Laudatio of Prof. Dr. Uberto Gatti for the European Criminology Award of the European Society of Criminology

Barbara Gualco

Barbara Gualco

Università degli Studi di Firenze - UniFI

12-18-2023

Professor Gatti graduated in Medicine and Surgery, specialising in Developmental Psychology and Clinical Criminology. Professor Gatti has been at the forefront of academic and clinical Criminology in Europe and around the world for more than 40 years now. He is a leading world figure in the field and has made a singular and sustained contribution to the study and practice of Criminology in Europe.  He has authored and co-authored 282 publications over the past 40 years. In 2011 he won the Richard J. Terrill Paper of the Year Award for the best scientific article of the year published in the journal International Criminal Justice Review.

Gatti’s work encompasses quantitative and qualitative research in a wide variety of areas of Criminology. In addition, he also writes widely for non-scholarly audiences, thereby bringing research findings from Criminology to a much wider audience.

With regards to his scientific research activity, Prof. Gatti has dealt in particular with problems relating to the relationship between the characteristics of the community and delinquency, the prevention and treatment of juvenile delinquency, the phenomenology of homicide, drug addiction, and Victimology.

He carried out research activities at the Criminology Department of the Université de Montréal (1968-1969, Ford Foundation Fellowship) and at the Institute of Criminology of the University of Cambridge (1983, Council of Europe Fellowship). From 1978 to 1986 he worked as a consultant at the Services for the Protection of Motherhood, Childhood and Developmental Age of the Municipality of Genoa, participating in the organisation of the network of structures aimed at the prevention and treatment of juvenile delinquency.

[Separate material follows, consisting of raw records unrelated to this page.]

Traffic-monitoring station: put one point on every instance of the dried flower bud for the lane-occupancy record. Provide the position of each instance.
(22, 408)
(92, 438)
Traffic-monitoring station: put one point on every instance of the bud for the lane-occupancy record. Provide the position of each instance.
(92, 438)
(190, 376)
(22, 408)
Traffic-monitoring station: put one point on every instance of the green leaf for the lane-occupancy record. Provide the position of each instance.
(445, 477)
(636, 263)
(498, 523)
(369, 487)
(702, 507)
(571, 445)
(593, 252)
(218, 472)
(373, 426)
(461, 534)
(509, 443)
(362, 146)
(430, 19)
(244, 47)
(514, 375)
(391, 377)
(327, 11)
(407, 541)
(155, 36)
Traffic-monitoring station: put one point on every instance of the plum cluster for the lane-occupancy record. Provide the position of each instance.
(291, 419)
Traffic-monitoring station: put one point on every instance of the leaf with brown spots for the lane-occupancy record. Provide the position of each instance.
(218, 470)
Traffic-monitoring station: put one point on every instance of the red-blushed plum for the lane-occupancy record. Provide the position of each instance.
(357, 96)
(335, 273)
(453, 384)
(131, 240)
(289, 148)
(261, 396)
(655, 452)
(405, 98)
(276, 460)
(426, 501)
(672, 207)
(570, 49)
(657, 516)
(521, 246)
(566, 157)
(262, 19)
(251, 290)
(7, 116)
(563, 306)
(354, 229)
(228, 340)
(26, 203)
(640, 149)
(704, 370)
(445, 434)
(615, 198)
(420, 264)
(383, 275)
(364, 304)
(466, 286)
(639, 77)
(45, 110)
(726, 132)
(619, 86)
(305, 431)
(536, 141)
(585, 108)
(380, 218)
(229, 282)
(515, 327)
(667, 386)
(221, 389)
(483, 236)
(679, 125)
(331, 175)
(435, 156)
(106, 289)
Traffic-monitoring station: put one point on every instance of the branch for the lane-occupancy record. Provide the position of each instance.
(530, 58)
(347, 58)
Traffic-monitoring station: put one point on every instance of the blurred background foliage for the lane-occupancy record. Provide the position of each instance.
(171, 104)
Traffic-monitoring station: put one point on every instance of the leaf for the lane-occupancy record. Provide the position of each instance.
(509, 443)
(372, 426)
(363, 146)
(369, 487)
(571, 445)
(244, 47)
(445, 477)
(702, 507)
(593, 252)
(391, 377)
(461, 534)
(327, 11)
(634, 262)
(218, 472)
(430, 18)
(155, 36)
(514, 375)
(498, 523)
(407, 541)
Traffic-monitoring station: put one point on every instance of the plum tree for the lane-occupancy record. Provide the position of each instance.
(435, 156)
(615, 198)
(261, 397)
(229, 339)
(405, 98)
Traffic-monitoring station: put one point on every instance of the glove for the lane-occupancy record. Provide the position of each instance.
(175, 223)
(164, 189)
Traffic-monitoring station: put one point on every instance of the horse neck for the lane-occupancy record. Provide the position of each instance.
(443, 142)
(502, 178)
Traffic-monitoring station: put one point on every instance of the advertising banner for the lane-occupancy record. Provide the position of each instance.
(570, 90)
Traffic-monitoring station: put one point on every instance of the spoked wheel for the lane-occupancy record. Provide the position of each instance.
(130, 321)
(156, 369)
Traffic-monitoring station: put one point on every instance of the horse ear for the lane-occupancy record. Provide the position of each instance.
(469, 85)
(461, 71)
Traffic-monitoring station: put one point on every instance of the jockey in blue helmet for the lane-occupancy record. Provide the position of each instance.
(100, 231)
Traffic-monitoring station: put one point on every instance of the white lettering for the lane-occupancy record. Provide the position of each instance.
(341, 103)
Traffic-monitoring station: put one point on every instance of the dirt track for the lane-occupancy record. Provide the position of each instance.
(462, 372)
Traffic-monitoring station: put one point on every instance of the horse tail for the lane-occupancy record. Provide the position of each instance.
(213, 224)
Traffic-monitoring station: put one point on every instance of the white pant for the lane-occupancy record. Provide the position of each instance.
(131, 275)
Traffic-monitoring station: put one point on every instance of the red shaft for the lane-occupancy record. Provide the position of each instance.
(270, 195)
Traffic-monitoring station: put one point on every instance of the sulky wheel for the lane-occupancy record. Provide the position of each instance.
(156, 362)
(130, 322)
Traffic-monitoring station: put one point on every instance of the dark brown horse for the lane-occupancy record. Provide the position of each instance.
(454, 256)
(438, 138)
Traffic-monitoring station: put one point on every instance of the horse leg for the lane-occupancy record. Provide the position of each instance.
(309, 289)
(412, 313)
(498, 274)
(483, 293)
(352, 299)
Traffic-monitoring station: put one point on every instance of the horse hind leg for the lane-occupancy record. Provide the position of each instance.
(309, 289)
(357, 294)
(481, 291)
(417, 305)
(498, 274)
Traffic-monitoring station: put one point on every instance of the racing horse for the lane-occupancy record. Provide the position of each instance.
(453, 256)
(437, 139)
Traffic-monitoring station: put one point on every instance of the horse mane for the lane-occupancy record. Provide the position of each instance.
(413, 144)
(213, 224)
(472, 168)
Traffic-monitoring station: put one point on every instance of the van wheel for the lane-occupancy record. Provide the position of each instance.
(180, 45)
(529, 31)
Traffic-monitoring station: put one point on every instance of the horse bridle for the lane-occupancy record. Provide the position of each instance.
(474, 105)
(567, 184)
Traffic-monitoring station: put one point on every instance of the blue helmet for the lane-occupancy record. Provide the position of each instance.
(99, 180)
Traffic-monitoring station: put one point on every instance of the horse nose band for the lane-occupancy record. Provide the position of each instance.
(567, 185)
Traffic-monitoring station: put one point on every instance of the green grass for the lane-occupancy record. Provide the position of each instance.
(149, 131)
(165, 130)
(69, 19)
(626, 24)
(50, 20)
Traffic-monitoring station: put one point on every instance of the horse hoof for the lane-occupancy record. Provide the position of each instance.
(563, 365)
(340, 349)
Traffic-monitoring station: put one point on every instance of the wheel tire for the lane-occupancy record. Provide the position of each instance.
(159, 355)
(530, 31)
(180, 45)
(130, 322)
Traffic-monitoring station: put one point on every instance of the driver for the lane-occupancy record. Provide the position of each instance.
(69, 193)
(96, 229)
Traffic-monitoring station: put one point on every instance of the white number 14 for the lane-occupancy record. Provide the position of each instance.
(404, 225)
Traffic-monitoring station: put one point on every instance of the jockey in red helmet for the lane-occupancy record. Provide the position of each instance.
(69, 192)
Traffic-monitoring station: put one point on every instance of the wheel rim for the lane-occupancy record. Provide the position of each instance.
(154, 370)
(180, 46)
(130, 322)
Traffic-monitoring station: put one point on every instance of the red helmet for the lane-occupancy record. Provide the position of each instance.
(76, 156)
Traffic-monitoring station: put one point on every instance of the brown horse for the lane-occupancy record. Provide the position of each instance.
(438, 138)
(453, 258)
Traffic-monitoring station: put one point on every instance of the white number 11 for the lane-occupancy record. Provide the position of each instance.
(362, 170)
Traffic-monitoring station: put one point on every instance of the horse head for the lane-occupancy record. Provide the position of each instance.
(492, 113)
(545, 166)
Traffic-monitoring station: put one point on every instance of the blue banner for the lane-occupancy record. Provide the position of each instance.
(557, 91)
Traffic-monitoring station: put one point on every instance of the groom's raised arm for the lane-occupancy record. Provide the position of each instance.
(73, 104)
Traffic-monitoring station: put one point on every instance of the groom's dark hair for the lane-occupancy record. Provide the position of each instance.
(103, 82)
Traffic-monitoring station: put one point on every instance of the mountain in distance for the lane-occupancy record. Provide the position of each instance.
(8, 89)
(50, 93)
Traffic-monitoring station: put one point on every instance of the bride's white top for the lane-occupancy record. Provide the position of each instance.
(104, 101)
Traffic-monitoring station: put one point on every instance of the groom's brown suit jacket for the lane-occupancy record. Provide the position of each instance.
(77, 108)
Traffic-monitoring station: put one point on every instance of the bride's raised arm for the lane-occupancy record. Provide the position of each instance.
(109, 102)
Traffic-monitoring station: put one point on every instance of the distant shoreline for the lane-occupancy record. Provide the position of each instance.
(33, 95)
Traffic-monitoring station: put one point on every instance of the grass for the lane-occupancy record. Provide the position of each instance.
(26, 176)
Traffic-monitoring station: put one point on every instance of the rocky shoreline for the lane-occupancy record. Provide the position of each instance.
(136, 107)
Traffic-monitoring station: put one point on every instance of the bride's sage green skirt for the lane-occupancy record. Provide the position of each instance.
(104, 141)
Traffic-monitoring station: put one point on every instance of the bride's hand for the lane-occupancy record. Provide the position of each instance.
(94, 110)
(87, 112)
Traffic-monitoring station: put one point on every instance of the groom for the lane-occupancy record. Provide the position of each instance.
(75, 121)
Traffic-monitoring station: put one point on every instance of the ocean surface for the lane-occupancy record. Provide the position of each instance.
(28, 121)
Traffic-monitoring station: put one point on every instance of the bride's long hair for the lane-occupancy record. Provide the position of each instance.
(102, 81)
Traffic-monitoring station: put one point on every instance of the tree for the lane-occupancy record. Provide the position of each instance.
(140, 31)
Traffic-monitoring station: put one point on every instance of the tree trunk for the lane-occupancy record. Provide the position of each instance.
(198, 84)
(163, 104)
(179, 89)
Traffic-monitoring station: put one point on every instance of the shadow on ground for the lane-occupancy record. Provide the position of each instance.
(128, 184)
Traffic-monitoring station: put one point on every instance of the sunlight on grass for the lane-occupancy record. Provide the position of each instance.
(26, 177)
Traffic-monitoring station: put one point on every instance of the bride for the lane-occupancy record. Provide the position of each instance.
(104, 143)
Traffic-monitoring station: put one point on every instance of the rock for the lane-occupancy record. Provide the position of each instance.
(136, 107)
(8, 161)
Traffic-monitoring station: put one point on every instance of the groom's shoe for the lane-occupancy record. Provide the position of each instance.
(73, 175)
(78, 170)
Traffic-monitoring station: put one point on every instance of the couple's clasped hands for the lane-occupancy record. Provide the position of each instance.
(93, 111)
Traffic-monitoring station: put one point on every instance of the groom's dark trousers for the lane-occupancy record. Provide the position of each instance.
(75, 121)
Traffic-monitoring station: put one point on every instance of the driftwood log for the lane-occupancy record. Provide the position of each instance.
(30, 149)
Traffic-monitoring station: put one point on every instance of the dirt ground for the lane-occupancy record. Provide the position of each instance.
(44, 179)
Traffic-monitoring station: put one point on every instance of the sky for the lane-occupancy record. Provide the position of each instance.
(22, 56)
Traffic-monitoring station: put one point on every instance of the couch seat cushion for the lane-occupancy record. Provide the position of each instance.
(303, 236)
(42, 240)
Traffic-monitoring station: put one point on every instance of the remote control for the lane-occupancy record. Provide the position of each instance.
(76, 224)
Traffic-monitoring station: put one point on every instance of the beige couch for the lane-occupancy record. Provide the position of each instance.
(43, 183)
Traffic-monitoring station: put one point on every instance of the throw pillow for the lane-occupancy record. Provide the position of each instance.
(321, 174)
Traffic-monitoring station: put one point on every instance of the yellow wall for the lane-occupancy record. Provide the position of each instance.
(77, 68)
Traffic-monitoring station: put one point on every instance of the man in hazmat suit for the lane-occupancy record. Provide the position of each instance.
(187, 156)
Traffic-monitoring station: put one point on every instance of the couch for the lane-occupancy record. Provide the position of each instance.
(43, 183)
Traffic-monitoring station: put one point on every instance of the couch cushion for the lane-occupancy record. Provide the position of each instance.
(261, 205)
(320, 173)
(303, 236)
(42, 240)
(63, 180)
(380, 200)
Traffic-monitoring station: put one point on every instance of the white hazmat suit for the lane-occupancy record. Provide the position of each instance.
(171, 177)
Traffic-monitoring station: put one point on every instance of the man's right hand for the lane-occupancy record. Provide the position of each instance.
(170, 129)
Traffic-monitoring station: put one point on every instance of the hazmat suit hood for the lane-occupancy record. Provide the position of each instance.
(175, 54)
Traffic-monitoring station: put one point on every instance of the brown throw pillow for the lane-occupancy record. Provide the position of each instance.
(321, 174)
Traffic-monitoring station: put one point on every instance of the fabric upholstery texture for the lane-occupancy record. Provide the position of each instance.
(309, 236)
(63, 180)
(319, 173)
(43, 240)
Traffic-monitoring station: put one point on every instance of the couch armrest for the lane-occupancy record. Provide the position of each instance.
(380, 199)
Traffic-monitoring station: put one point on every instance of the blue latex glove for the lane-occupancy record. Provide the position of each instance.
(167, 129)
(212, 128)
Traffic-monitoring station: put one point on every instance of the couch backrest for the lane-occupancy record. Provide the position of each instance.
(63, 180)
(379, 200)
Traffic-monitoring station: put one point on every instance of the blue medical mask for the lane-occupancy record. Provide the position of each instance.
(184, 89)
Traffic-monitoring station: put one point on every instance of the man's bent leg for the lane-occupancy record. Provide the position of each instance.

In 1982 he was appointed expert of the Council of Europe within the Committee on "Sexual behaviour and attitudes and their implications for criminal law", with the task of organising the "Fifteenth Criminological Research Conference” which took place in Strasbourg, October 8th of 1982. From 1988 to 1993 he was a member of the Conseil Scientifique Criminologique of the Council of Europe, and as Chairman he organised and directed, in November of 1993, the "Twentieth Criminological Research Conference of the Council of Europe: Psychosocial interventions in the criminal justice system". His work in the Council of Europe continued and, from 1996 to 1999, he was a member of the Council’s Committee of Experts on Crime Trends.

In 1990 he taught for one semester at the Criminology Department of the University of Ottawa (Canada) and for one semester at the School of Criminology of the Université de Montréal (Quebec, Canada). In 1992-93 he lectured for one semester at the Faculty of Law of the University of Lausanne (Switzerland), where he then held, from 2005 to 2010, the official course on the History of Criminology.

From 1995 to 2011 he was a member of the Board of Directors of the Centre International de Criminologie Comparée(Montréal, Canada). In 1996 he was a founding member of the International Network for Research on Restorative Justice for Juveniles. In 1997, on behalf of the Ministry of Justice of the Argentine Republic, he held a training course in Buenos Aires for all the staff of three new experimental prisons for young adult prisoners,. Since 1998 he has been a Research Collaborator of the Research Unit on Children's Psycho-Social Maladjustment (GRIP) of the Université de Montréal.

In 2000 he collaborated as a founding member in the establishment of the European Society of Criminology, of which he was elected member of the Executive Board in 2005. From 2002 to 2008 he was President of the Italian Society of Criminology. In 2002 he collaborated as a scientific consultant in an ISTAT (National Institute of Statistics) working group for the review of judicial statistics. Since 2006 he has been a member, as an expert, of the Regional Council for Urban Safety at the Ligurian territory.

He has organised, coordinated, and conducted numerous research projects funded by the National Research Council, the Ministry of Justice, the National Centre for Prevention and Social Defence, the International Centre for Clinical Criminology, the MIUR (PRIN 2005 as National Coordinator; MURST 2001 as Local manager), the European Union (for AAA Prevent and the 7th Framework Program – Health Theme – as National Manager), by the Municipality of Genoa, and by the Liguria Region.

He is part of EUROGANG, which brings together European and American experts on the study of gangs and has participated in the organisation of the three editions of the International Self-Report Delinquency Study, also coordinating the Italian group of researchers.

He is a member of numerous Editorial and Advisory Boards of scientific journals, including the European Journal of Criminology, the European Journal of Criminal Policy and Research, the Italian Journal of Criminology, Criminologie, Revue Internationale de Criminologie et de Police Technique et Scientifique.

In 2012, under the unanimous proposal of the Council of the Faculty of Medicine and Surgery of the University of Genoa, he was awarded the title of Emeritus Professor.

For me, Uberto Gatti is more than all his service to Criminology. He is a professor, a researcher, a great teacher but especially a mentor. My mentor, who transmitted to me the curiosity and passion for scientific research that always characterised him.